春先であった。遺品整理の前にと家具移動。大方の家具移動を、わたしはやり始めていた。
兎にも角にも、掃除がしにくい。風通しが悪い。家具と壁との間に隙間が、全くない。多少あっても、お情け程度。
後ろ側に落とし物をしても、取る気が失せる。最初は頑張る。物差しを、ゴルフクラブ等を差し込んでみても取れないと悟ると、「いいじゃん、又で」。この会話を前々から、由々しく思っていた。
(春先だもの、やりましょうかね。四拾九日の前に)
珍しくやる気だ。

座卓×2、ソファー、パソコン台に、テレビ台。ぎっちり詰まった本棚に、背の高いローボード。居間を見てもこれだけある。隣の和室は、洋服箪笥に和箪笥が、でんと構えて待っている。(しょえ~っ!)
全部いっぺんは無理だから、居間だけでも今日、やりますか。
「おんどりゃ~っ!!!」の心意気。かつてのアニメ「キン肉マン」にも似た雄叫びだ。

中身を出す。軽くする。本体のみになったそれぞれを、壁から離して置いてみる。(あっ、そっか)我ながら名案。グッドなアイデアを思いついた。
掃除をしやすく=掃除機の吸い込み口が、入らなければいけない。自由に動かせた方がいい。持ってきて、実際にしてみる。
う~む、もう少し前か。多少の余裕をもたせ掛けよう。(あっ、汚いじゃん)(埃だらけだねぇ)確認しつつ、掃除をする。
洗濯ばさみやら、メモ用紙やら、鉛筆やらが出て来た。(ふうっ)長い事、お会いしていませんでしね、挨拶しつつゴミ箱へ。
どうにかこうにか皆、出来た。(ゲッ!)再び中身を入れる作業がある。空になった本体に、再び入れる。居場所(?)を与える作業である。
くっそぉ~っ!暫し休憩。アイス・コーヒーにクッキーさんで栄養補給し、再び「おんどりゃ~ッ!!!」キン肉マンが如くに燃える。

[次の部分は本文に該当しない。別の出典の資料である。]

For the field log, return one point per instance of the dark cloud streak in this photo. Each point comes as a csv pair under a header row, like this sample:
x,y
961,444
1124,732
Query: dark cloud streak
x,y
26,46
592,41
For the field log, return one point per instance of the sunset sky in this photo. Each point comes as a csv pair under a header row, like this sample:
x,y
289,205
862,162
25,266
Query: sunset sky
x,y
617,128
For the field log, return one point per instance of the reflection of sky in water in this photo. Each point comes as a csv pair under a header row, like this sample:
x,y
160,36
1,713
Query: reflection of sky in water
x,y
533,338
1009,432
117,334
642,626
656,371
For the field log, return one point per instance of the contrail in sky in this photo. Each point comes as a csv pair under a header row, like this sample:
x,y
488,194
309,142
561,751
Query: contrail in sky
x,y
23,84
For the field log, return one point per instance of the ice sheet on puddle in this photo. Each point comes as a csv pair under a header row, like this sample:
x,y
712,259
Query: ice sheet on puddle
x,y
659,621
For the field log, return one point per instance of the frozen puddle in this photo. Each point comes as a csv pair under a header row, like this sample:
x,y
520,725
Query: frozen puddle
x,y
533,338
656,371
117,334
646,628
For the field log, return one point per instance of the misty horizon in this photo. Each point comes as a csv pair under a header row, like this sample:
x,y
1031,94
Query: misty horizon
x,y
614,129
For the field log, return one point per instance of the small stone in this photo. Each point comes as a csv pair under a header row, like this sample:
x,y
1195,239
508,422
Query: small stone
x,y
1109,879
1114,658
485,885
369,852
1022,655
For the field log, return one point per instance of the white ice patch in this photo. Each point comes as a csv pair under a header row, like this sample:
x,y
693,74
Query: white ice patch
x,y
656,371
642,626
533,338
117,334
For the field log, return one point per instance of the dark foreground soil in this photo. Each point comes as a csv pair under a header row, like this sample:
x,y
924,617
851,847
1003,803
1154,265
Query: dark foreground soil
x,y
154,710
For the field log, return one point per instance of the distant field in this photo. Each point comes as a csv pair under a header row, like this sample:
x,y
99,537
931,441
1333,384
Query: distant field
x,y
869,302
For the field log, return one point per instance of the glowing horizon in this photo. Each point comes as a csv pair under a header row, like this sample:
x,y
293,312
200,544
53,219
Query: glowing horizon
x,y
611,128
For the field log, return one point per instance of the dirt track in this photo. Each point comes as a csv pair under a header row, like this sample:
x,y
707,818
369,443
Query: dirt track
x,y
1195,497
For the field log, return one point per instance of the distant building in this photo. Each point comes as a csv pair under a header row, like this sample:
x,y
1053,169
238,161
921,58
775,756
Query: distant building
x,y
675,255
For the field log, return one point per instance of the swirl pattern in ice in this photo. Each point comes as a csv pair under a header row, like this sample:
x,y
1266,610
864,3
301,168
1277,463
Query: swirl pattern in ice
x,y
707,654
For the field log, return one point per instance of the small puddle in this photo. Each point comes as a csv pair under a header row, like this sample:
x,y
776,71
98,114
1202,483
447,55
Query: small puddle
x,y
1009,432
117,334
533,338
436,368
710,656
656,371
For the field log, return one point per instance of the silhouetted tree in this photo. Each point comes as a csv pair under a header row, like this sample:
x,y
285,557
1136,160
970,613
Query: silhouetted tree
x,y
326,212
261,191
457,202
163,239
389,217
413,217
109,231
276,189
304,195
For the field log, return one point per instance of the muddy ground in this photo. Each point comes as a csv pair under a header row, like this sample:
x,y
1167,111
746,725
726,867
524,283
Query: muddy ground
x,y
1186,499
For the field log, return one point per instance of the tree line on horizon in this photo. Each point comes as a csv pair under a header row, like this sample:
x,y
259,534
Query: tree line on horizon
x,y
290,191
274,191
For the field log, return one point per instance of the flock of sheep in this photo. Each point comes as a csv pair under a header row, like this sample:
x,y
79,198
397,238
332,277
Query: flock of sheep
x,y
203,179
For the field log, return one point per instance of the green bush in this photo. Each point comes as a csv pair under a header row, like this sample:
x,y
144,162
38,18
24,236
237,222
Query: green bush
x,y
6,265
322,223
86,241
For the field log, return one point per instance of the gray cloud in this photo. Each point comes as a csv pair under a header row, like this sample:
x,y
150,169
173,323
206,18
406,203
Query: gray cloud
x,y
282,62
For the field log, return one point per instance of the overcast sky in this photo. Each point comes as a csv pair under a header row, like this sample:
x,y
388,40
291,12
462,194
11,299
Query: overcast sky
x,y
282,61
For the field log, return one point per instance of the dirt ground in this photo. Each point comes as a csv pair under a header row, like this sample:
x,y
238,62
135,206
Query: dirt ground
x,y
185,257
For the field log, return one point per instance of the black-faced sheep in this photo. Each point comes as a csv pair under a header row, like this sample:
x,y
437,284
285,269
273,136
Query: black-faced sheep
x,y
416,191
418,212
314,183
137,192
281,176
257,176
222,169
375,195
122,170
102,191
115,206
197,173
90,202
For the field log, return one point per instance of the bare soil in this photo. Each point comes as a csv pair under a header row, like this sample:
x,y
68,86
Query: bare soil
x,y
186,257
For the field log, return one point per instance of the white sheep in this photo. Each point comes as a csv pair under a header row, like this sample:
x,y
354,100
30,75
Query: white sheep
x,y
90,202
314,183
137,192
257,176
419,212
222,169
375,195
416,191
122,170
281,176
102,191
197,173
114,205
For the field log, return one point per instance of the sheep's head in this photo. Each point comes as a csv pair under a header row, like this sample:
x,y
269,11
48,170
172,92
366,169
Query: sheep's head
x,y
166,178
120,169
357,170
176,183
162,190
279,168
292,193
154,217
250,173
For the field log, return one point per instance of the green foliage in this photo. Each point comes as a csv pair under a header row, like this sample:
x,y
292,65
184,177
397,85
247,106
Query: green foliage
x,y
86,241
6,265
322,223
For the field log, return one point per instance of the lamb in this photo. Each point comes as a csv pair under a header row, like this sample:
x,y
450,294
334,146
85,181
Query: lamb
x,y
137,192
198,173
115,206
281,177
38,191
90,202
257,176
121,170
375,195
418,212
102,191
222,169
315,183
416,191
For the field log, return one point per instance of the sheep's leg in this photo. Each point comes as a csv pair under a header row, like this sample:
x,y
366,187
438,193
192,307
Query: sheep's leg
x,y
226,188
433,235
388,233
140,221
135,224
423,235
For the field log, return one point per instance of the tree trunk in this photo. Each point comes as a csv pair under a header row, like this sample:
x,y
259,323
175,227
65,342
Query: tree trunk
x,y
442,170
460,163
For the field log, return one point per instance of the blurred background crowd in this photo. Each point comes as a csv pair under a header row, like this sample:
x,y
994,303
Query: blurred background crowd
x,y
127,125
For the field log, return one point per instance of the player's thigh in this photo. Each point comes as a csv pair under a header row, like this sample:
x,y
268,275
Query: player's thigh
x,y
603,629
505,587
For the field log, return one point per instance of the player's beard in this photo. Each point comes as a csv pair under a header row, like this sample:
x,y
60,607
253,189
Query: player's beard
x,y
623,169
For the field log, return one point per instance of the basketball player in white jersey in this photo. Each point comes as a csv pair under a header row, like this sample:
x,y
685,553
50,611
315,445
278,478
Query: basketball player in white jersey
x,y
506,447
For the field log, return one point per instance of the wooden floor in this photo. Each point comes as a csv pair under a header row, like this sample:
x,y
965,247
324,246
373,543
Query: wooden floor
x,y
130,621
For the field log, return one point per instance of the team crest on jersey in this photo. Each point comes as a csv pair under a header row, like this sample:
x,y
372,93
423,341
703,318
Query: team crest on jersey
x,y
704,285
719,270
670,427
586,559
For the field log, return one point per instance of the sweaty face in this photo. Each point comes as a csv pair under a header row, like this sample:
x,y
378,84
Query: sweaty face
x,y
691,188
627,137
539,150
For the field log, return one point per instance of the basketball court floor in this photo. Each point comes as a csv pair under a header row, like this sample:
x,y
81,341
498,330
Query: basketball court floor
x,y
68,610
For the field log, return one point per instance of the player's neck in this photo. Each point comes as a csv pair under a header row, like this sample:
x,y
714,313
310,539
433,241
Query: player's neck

ヘトヘト、汗だくになりつつも(ん?)。進展があった。
何より父の病気が優先。

 ♪毎日、毎日 わたしら「鉄板」ならぬ「病院」に、、、(後略)

替え歌が出来てしまう程に、わたし達姉妹は、病院に行っていた。
基本の面会+オプション(?)。「又、具合が悪くなった」「手術の説明」等々。時間もまちまち。1日に3回、行った日もあるが。片道軽く1時間半。
基本的には、わたし1人で大丈夫だったが、段々「ご家族でいらして下さい」病気の進行と共に言われる回数が多くなった。綺麗好きなわたしは、それでも掃除はしていたが、ざっとレベルがやっとこだ。埃に対して、寛大になった。

葬儀が済み、束の間の休息(?)。四拾九日まで時間が出来たから今がチャンスとばかりに始めただけである。
けが、ボロ部屋。汚部屋(おべや)とまではゆかないけど、それなりにボロ部屋が、おニューに見える。新鮮なのだ。
(さて、と。今度は四拾九日)全ての部屋が終わった瞬間、改め弔う気持ちが湧いて出た。